Trinity Mirror, publisher of the popular British tabloids Daily Mirror, Sunday Mirror and The People, will chop nearly a fifth of its editorial staff, after its CEO earned over a million pounds in 2011, according to reports.

The newspaper announced in a statement Wednesday its plan to cut 75 jobs from its editorial staff, and critics and board members immediately called into question CEO Sly Bailey's estimated haul of £1 million ($1.6 million) in 2011.

Politicians should take note: Bailey is effectively being rewarded for failure if you take account of the bombed-out share price, a pension fund manager told The Guardian Thursday. This is precisely what ministers have been saying shouldn't happen in their exhortations to managers to be sensible when it comes to how much they pay themselves.

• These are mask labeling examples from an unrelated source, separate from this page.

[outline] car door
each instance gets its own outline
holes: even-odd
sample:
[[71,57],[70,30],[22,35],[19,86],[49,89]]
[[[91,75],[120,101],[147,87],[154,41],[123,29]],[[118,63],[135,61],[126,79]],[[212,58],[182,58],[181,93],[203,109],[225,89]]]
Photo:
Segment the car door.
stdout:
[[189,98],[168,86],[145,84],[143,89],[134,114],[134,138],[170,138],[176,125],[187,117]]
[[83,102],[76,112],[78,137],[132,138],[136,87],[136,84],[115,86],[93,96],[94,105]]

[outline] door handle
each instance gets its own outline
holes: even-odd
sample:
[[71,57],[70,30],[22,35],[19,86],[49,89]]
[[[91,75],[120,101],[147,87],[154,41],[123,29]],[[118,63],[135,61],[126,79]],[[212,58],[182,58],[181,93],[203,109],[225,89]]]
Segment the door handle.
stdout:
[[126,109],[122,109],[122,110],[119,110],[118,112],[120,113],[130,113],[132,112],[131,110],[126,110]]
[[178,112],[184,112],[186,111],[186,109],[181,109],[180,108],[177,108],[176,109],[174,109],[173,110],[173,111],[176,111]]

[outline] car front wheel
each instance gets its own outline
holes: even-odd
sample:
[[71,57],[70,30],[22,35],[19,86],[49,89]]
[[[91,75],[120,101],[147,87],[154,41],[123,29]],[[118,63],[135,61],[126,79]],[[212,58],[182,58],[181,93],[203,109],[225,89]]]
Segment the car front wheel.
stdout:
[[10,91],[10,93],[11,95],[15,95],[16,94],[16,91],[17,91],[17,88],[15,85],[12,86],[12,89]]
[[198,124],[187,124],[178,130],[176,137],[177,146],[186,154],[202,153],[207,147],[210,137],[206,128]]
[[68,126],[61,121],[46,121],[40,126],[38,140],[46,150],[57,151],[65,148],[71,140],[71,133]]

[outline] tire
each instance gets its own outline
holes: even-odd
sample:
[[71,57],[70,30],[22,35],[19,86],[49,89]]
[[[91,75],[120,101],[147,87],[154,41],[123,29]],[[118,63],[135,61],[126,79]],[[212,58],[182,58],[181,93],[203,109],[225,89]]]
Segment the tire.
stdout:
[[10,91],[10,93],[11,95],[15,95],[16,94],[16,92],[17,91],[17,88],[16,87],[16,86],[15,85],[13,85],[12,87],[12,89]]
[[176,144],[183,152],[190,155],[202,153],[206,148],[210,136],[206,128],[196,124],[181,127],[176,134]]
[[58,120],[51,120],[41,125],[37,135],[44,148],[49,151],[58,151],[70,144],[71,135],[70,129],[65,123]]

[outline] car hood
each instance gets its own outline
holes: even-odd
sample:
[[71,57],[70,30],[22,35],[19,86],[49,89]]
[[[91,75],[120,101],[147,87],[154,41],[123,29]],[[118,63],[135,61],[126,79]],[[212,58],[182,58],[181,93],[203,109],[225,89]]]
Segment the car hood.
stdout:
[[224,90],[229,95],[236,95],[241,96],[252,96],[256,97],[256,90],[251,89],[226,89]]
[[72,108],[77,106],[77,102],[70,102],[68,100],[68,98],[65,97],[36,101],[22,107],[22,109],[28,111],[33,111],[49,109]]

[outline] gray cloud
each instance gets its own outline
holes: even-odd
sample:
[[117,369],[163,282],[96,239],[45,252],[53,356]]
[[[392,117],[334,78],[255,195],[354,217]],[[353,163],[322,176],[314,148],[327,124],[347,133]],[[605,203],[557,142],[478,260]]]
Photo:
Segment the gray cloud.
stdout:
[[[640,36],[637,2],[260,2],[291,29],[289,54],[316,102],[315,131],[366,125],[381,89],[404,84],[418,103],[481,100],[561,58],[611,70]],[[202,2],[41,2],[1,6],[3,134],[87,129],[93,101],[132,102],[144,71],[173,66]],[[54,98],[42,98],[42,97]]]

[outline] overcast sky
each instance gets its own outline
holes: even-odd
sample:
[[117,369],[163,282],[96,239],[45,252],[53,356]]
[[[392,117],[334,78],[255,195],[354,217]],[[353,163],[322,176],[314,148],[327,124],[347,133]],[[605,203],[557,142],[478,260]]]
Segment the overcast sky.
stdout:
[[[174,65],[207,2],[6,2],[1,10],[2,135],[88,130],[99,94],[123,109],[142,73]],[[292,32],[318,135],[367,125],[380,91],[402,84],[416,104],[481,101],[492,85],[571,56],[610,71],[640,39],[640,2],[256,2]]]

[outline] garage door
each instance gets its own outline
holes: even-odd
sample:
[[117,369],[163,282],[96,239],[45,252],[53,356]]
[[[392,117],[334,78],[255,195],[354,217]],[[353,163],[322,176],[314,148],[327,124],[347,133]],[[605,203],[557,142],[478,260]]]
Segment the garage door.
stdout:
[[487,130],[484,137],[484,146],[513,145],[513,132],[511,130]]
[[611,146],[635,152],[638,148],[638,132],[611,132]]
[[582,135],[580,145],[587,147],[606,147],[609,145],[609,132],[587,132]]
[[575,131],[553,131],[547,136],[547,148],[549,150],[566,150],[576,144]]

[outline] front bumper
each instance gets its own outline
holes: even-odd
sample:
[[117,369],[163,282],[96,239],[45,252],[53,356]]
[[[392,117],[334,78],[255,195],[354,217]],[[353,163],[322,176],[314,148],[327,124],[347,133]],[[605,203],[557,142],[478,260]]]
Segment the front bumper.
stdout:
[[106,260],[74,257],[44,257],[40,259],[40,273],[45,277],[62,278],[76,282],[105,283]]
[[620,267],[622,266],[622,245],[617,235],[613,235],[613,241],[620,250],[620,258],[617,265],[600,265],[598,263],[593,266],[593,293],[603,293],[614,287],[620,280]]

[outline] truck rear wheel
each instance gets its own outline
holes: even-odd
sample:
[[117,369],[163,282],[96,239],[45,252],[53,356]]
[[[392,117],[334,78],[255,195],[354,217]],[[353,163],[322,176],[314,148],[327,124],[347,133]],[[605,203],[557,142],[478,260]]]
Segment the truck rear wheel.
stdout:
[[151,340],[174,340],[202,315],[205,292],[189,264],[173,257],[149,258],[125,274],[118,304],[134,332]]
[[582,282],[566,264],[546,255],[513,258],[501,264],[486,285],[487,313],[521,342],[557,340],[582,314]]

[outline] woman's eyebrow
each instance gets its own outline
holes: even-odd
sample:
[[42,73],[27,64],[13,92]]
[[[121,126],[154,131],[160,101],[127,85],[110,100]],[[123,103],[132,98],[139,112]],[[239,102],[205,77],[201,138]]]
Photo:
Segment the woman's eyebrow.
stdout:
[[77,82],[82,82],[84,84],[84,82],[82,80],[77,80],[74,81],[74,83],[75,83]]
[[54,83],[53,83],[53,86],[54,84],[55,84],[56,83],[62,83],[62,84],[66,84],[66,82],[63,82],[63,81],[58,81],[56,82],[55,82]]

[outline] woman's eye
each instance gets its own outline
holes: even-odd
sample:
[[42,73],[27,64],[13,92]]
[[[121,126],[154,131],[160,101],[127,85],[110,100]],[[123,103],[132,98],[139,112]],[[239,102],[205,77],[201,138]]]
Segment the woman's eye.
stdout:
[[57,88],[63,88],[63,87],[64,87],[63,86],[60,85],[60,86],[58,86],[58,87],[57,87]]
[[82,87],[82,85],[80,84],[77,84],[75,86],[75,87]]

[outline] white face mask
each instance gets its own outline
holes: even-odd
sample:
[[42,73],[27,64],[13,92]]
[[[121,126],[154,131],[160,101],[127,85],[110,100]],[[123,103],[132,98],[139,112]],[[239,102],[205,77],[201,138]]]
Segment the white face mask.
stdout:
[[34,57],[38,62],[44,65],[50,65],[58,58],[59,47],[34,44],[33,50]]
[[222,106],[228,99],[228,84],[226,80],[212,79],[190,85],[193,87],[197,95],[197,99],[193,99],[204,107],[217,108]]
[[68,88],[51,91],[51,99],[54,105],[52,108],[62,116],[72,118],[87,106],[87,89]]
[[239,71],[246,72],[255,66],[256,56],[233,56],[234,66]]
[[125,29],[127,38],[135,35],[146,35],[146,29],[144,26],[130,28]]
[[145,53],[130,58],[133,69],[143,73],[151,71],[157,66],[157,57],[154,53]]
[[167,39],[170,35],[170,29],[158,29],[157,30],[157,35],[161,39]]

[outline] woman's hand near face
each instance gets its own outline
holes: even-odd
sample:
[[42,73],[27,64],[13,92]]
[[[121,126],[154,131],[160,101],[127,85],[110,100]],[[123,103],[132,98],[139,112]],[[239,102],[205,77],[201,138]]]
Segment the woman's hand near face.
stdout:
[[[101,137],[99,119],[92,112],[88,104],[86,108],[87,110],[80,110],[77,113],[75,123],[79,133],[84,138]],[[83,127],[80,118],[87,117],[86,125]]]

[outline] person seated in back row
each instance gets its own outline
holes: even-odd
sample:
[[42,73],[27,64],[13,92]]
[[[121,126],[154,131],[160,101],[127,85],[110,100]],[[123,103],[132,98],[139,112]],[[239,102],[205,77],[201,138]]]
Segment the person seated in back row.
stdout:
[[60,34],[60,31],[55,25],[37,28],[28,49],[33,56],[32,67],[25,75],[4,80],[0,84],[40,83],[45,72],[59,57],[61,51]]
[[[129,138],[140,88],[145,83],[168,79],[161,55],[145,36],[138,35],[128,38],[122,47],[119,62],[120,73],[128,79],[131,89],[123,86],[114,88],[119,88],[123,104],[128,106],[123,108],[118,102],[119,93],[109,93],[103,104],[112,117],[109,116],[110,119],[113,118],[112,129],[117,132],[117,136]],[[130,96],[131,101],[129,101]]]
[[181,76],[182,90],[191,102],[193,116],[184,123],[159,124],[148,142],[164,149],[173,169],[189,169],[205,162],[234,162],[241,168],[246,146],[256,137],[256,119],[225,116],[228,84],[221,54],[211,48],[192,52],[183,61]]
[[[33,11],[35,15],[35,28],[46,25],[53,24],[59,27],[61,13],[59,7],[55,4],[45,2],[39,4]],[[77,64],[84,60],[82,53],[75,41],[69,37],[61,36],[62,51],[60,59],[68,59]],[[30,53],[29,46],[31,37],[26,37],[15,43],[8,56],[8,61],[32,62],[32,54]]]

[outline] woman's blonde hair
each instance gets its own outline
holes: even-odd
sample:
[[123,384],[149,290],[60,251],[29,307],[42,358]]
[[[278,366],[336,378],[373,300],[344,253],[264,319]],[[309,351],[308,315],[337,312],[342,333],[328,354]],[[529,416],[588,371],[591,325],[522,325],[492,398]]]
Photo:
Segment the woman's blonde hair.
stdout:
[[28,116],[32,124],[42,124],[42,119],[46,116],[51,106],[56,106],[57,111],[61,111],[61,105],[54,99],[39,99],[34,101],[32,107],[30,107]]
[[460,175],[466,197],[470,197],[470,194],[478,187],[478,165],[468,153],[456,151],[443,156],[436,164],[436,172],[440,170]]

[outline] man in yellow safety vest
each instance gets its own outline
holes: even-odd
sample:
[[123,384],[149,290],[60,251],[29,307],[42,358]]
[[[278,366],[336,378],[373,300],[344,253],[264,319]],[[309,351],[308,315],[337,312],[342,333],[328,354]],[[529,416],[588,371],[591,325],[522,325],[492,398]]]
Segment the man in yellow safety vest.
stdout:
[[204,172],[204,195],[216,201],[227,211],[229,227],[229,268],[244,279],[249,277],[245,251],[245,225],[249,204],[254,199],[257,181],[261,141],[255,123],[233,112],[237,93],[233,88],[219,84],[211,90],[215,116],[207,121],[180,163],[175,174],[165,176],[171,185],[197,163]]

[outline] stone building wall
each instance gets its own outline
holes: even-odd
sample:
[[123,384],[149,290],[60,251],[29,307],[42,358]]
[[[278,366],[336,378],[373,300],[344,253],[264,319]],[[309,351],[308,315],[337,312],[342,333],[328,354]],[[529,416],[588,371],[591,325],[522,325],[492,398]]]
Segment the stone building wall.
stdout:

Bailey's pay reached £1.7 million in 2010 and shareholders were less than impressed since in the nine years Bailey held the company's top spot, share price plunged 87 percent, circulation declined and advertising revenue moved elsewhere.

Investors expect the February meeting will include a grilling session with chairman-designate David Grigson, a former Reuters finance director, according to reports.

Trinity declined to comment to The Guardian about shareholder angst, but said that meetings among the new chairman, current chairman Sir Ian Gibson and leading investors would begin shortly.

The total editorial staff will be reduced to 325 members in a company that has its national and 160 regional titles.

The company said that the weak British economy hurt advertising revenue, but the shuttering of the rival News of the World helped raise its Sunday circulation.

The News of the World closed due to a phone-tapping scandal and was owned by Rupert Murdoch as part of News Corp.

Trinity Mirror shares closed up 1 percent at 46.75 pence per share, which valued the company at £119 million pounds ($188.7 million).